The Cambridge Community Fire and EMS Commission said in late March that it will work with an architect to finish drawing up plans for a fire and EMS station expansion. However, the commission announced it will wait until at least this fall to ask its five represented municipalities to commit to setting referendums to fund the project that could cost up to $6.75 million.
Holding five simultaneous referendums in the spring of 2021 has been the plan. Whether those referendums happen in 2021, amid coronavirus economic fallout, now remains to be seen.
The Cambridge School District, meanwhile, announced last week that if an April 7 referendum to build and operate a performing arts center at Cambridge High School is approved, the start of construction will be delayed until at least 2022.
The two-part referendum sought to construct a performing arts center for $9.9 million and to operate it for $150,000 annually.
School district officials have said they have five years to use the borrowing authority a referendum provides, to fund the performing arts center’s construction at CHS.
We hope that the local, state and national economies bounce back as fast as they nosedived. No one has a crystal ball on that, however.
Waiting to take the next steps on both of these Cambridge projects respects the reality that many local businesses have been ordered shut. It respects the reality that businesses still open likely aren’t operating at full throttle, and that their revenues are correspondingly down. It respects that many local taxpayers have been laid off from their jobs, and that those still employed may be working reduced hours. It respects that many local taxpayers have seen personal investment portfolios plummet as the stock market sinks.

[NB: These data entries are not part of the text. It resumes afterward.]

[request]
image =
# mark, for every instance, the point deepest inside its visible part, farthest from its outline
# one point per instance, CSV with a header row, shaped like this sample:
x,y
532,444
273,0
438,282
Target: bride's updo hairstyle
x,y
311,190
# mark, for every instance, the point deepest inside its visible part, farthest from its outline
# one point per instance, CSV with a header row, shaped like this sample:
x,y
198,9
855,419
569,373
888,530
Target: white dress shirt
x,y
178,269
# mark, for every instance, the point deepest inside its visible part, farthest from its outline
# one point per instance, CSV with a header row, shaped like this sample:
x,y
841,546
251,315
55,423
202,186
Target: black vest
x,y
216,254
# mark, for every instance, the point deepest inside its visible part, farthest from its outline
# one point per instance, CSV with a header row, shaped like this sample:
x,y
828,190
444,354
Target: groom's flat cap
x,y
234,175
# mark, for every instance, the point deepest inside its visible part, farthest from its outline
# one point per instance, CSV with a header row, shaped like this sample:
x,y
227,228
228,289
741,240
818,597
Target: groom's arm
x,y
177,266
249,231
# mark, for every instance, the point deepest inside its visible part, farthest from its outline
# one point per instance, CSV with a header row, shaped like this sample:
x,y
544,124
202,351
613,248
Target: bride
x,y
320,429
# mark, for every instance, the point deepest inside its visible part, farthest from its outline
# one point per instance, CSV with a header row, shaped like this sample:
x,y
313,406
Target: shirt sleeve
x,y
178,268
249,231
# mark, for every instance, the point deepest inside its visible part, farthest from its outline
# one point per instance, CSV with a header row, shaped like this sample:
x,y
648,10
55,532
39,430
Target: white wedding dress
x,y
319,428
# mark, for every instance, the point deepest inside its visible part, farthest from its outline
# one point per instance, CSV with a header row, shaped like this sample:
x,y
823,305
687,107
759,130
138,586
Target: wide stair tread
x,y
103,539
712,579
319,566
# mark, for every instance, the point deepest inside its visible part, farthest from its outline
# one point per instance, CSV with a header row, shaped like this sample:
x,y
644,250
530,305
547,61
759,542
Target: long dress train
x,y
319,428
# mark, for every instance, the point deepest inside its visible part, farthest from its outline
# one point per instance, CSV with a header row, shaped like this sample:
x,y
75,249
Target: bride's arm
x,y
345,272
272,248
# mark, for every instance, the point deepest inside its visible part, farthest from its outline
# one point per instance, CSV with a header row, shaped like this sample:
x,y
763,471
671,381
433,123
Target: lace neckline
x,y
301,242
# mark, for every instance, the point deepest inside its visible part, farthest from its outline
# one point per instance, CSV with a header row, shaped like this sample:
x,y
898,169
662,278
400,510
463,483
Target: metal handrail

It recognizes that no one knows when — or if – the financial situations of local taxpayers will regain pre-coronavirus stability.
Both the fire and EMS station expansion and the CHS performing arts center addition are worthy projects. If approved via referendums and built, both would serve the Cambridge area for many years.
We support the decisions of local officials to wait on them both for a little while, until the economy shakes out. We appreciate the commitment of those local officials who could not have foreseen just a few weeks ago, having to make these hard choices and announcements.
We look forward to better days and to watching these projects, if approved, being built and enjoyed by the Cambridge-area community.